About a week ago, Donald Trump published a tweet that claimed, “Only 25 percent want the President Impeached, which is pretty low considering the volume of Fake News coverage, but pretty high considering the fact that I did NOTHING wrong.”
Each of the claims in the tweet was absurd, but it was the specific polling statistic that stood out: the president wants the public to know that impeachment currently polls at only 25%. If that were true, it’d create a difficult political dynamic on Capitol Hill.
Except, it’s not at all true.
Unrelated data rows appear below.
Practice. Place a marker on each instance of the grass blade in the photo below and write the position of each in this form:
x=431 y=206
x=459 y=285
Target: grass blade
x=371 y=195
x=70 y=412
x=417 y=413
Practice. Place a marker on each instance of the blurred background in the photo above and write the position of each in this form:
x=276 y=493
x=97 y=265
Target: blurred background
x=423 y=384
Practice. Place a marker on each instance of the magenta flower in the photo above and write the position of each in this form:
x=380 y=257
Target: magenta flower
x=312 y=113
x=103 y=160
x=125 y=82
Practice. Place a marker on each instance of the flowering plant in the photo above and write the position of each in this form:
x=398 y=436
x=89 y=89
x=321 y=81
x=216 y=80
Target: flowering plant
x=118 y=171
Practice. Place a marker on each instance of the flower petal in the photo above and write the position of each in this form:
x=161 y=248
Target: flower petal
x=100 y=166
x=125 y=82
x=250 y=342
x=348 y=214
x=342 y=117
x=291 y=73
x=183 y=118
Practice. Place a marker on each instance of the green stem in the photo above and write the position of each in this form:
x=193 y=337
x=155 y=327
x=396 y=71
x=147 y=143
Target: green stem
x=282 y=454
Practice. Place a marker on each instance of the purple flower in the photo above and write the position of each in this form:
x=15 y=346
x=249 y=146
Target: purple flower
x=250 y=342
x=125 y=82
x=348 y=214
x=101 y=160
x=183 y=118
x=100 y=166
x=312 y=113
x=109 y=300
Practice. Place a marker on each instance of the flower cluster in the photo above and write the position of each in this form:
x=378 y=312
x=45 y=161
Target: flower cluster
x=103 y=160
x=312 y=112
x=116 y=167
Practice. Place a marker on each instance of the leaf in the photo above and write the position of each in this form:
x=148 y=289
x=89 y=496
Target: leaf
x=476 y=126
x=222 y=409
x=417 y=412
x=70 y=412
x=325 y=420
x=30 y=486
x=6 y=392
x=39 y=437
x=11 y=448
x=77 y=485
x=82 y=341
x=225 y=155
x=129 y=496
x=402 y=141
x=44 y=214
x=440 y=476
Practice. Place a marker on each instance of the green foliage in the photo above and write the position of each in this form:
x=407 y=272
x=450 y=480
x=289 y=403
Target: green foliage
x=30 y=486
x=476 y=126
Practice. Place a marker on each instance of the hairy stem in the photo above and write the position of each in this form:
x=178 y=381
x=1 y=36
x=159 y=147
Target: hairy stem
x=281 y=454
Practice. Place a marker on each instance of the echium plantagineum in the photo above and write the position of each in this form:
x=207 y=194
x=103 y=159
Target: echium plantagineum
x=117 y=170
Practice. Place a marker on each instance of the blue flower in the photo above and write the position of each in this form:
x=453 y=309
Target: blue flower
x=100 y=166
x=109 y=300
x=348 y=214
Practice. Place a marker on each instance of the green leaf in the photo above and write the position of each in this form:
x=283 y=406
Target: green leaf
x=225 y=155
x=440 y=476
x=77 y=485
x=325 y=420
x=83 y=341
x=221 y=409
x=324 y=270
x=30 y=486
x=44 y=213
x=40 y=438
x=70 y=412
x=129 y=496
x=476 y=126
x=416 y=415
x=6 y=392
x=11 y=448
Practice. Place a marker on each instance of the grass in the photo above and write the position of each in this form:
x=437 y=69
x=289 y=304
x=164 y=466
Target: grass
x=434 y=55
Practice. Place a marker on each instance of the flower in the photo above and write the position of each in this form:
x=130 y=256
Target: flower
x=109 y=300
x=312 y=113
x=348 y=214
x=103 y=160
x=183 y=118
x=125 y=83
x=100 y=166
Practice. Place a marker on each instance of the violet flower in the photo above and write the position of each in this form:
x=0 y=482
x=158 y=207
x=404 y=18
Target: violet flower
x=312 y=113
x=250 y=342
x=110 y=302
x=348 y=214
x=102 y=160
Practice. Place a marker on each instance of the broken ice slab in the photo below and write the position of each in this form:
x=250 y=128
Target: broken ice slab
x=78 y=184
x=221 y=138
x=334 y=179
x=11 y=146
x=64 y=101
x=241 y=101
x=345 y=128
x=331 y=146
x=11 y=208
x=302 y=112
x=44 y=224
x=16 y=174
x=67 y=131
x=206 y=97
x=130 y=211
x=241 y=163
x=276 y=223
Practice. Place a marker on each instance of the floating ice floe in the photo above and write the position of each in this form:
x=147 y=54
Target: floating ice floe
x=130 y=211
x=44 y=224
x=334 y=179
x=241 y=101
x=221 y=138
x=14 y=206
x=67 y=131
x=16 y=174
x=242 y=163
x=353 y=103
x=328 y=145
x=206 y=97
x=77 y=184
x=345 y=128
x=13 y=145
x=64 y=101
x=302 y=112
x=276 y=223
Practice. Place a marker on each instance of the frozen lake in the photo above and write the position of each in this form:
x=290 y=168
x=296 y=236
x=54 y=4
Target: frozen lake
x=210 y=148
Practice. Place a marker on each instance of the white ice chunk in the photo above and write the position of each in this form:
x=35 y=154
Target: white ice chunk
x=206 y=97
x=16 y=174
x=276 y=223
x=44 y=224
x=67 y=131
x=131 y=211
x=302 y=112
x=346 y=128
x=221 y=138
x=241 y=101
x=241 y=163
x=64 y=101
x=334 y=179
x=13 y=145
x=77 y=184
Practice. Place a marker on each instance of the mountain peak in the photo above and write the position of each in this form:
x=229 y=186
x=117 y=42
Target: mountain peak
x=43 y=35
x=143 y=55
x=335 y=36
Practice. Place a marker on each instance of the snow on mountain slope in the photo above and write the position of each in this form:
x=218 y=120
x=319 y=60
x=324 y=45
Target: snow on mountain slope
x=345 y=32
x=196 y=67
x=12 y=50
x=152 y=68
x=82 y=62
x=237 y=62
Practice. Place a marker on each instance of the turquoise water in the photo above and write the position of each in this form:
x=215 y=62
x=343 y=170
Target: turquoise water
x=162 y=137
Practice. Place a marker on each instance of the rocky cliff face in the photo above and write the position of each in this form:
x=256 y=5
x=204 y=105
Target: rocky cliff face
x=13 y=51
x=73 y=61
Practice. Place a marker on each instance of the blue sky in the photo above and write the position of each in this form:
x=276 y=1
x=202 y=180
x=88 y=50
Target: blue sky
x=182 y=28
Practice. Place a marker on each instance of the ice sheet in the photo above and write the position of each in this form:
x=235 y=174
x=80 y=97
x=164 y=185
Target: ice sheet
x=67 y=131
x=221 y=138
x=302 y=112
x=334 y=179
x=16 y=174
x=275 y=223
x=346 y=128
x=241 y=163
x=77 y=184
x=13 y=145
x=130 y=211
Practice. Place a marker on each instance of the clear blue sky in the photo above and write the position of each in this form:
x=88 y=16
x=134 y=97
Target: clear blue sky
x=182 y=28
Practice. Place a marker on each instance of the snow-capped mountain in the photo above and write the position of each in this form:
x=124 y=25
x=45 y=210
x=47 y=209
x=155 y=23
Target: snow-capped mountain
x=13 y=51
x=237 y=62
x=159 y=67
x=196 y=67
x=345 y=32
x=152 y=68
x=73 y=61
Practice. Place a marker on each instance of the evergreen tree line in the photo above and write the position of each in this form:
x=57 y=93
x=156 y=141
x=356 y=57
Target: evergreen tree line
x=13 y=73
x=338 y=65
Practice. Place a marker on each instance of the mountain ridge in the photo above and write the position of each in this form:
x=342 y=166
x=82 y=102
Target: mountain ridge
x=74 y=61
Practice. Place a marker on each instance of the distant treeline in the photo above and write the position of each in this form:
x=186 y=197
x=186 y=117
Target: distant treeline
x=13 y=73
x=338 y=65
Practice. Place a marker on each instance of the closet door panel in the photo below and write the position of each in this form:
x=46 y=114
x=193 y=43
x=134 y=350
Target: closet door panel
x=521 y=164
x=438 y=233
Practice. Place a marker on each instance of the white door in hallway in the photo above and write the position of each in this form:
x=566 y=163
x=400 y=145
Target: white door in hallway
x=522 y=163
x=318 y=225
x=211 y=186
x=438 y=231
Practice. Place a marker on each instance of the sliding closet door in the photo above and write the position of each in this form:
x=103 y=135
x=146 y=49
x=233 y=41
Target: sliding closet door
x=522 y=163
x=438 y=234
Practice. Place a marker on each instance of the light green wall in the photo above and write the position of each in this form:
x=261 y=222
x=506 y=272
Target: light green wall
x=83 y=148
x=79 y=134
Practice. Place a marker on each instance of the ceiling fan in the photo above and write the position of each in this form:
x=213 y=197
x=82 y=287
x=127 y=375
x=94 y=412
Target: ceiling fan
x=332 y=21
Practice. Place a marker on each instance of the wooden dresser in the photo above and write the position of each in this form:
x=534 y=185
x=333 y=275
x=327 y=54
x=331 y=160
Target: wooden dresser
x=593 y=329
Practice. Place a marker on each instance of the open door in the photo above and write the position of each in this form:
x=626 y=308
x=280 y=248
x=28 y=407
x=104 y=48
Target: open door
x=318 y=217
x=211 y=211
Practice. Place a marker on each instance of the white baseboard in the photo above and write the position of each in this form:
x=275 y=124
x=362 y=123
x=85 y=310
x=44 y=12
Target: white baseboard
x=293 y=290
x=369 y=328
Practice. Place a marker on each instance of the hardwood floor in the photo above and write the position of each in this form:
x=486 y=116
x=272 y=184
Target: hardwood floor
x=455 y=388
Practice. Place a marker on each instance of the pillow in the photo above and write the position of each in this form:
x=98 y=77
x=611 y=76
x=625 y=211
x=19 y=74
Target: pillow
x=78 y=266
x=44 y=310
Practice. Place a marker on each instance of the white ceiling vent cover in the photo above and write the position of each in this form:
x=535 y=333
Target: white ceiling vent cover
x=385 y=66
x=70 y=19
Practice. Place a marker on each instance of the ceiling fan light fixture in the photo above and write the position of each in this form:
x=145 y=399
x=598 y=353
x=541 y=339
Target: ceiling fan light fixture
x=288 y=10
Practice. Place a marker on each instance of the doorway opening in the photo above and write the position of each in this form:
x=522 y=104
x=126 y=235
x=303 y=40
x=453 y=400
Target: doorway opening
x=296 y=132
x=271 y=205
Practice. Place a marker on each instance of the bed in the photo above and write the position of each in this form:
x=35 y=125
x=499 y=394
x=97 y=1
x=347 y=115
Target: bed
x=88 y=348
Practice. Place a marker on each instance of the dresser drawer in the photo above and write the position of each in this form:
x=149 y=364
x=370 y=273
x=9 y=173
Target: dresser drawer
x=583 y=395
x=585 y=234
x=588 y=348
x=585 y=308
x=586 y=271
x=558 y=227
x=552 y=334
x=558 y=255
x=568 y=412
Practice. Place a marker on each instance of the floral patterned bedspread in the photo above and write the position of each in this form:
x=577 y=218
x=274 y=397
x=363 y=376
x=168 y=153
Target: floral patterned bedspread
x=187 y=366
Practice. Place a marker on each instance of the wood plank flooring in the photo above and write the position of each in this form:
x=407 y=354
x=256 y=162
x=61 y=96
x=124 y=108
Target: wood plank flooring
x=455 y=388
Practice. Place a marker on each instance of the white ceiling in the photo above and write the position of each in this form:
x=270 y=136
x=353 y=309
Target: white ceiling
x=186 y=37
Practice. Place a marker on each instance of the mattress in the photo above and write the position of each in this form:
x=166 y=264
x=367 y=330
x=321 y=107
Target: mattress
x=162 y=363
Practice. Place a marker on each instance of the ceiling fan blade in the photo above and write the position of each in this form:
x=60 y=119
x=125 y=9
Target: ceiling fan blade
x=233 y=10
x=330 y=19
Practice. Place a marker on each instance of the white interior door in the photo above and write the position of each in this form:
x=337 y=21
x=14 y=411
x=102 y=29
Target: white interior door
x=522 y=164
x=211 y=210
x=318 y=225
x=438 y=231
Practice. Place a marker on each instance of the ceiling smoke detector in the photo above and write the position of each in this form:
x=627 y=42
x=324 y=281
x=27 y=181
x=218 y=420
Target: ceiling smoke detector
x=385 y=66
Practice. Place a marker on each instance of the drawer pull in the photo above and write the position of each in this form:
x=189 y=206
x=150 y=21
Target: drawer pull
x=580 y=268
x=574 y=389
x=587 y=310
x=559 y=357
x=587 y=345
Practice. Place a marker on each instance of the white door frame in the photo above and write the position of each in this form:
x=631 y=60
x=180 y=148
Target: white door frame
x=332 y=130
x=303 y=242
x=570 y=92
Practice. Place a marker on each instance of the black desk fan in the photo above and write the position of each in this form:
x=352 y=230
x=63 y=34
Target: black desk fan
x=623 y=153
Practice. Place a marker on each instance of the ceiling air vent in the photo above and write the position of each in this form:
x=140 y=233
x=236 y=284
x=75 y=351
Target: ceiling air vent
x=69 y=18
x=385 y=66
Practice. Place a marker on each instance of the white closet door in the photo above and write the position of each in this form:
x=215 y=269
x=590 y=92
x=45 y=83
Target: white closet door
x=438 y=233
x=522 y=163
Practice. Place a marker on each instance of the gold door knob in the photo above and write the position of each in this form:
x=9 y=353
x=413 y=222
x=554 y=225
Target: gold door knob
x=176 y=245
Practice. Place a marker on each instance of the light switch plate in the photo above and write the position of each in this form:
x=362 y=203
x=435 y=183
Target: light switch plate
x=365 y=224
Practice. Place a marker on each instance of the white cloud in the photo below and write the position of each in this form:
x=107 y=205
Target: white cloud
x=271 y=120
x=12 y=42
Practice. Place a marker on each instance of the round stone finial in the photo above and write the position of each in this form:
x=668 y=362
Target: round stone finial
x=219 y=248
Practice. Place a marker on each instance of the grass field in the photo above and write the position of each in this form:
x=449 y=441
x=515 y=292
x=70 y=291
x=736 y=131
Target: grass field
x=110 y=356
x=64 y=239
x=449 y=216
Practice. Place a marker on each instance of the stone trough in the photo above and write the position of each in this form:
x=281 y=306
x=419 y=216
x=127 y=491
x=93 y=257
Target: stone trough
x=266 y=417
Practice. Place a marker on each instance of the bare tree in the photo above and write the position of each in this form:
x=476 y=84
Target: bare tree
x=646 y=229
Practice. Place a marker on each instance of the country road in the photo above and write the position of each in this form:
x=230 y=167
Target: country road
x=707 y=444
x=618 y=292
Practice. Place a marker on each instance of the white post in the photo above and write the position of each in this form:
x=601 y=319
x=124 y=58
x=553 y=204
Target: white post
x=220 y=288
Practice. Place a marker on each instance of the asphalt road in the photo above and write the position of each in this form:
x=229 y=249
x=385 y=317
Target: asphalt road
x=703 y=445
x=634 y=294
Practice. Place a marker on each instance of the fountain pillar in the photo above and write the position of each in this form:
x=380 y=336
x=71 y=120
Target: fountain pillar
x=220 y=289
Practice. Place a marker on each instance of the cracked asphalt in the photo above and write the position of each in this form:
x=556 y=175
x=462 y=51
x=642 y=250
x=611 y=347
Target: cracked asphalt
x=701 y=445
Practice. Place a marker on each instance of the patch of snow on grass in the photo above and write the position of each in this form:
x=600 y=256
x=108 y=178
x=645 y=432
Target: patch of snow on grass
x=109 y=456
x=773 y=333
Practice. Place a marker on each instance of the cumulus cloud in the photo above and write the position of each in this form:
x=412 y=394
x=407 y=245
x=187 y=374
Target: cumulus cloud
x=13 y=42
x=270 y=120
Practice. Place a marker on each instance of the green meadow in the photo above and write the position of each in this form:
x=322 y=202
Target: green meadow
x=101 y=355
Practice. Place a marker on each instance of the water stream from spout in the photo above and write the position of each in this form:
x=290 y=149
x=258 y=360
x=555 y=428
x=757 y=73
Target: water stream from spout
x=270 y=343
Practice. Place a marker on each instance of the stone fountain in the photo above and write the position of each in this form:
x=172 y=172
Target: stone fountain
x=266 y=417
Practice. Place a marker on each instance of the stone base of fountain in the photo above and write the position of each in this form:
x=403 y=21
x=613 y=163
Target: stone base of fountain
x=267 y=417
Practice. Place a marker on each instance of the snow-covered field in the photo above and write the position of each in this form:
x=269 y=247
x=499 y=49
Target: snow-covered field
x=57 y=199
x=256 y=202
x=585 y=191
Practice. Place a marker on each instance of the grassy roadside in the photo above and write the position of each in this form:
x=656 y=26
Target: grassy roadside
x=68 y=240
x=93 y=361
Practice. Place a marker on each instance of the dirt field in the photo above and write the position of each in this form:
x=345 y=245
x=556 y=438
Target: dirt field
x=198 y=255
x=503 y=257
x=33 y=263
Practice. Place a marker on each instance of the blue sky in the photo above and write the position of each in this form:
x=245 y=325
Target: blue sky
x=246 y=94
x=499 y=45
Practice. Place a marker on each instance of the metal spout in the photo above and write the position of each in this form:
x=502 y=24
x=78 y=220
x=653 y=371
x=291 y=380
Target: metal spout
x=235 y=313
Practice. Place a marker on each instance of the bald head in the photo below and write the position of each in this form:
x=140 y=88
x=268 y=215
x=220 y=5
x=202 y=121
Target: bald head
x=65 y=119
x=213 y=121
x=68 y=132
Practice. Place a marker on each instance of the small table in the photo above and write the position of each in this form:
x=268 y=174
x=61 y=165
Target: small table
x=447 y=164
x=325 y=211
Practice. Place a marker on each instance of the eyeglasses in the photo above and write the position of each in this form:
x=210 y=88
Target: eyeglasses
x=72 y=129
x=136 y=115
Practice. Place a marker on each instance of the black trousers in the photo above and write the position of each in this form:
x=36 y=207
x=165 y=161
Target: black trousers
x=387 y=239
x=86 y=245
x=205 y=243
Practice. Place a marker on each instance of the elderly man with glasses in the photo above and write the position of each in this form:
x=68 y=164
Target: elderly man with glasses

Trump has a curious habit of simply making up numbers in his mind, pretending they’re real, and asking everyone to play along, but in this case, public support for impeachment is roughly double what the Republican said it was.
Consider the latest Gallup poll, for example.
Public opinion on whether Trump should be impeached remains mixed, but Americans now lean slightly more in favor of impeachment and removal from office compared with where they stood in June.
Currently, 52% say Trump should be impeached and removed from office, while 46% say he should not be. This is roughly the opposite of what Gallup found in June when asked in the context of special counselor Robert Mueller’s investigation.
The same results found that 55% of self-identified independents support impeaching the president and removing him from office, while 89% of Democrats agree. (Only 6% of Republican voters feel the same way.)